Nora Shelly, Assistant City Editor

Aldermen agreed Monday night to send ordinances concerning salary changes for themselves, the mayor and the city clerk to the Rules Committee to be reviewed.

A city-appointed Compensation Committee recommended a 23.1 percent increase in pay for both the aldermen and the mayor. Under the proposed ordinance, aldermen would earn $15,990 a year, and the mayor would earn $25,317 starting next May. Salaries of Evanston’s elected officials were last changed in 2012, and are reevaluated every four years.

“It’s an opportunity, it’s a snapshot way of looking at the work that they all do as elected officials,” said city manager Wally Bobkiewicz. “Their role is largely still a volunteer legislator. The compensation that they receive is really more of a stipend than anything else.”

Under the proposed ordinance, aldermen would receive $3,000 more yearly on top of their existing communications stipend and optional health care insurance. According to council documents, the Compensation Committee chose not to include the health care costs in their recommendations since the city has “no direct control over health benefit costs.”

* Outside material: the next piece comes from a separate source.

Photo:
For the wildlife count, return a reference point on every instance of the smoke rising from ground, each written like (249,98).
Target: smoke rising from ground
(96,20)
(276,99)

Additionally, the committee took into account past data on Evanston’s aldermanic salaries and results from a survey which asked aldermen how many hours a week they spent on official business.

“We recognized that Evanston aldermen put a lot of time and effort into the jobs that (they) do for the city, so that was a driving force in our recommending a substantial bump in (their) compensation,” Chair of the Compensation Committee Alvin Telser said at a June 27 City Council meeting.

Under the proposed ordinance, the city clerk’s salary would rise annually by the same percentage that the salaries of non-union city employees rise, a point which raised questions among a few city officials.

Rodney Greene, who as the city clerk is the only full-time elected official in Evanston, took issue with the committee’s recommendations, including the identification of his role as a non-union city employee at the City Council meeting on June 27.

“The city clerk’s position is not hired by the city council or the city manager,” Greene said. “He or she is an elected official. … Is it not prudent to establish a fair compensatory model for all city officials, elected or not?”

Ald. Ann Rainey (8th) questioned the legality of the recommended salary change for the city clerk at the June 27 meeting, saying the ordinance must provide a set salary for the next four years, rather than the variable by which it will change.

According to council documents from Monday’s meeting, the proposed ordinance for the city clerk’s salary does abide by the Illinois Municipal Code and the Local Government Officer Compensation Act.

“For the city clerk I think the challenge is how do you fit that in with every other day-to-day position here that is not elected but is a staff member,” Bobkiewicz said.

The ordinances will be addressed at a Rules Committee meeting August 1.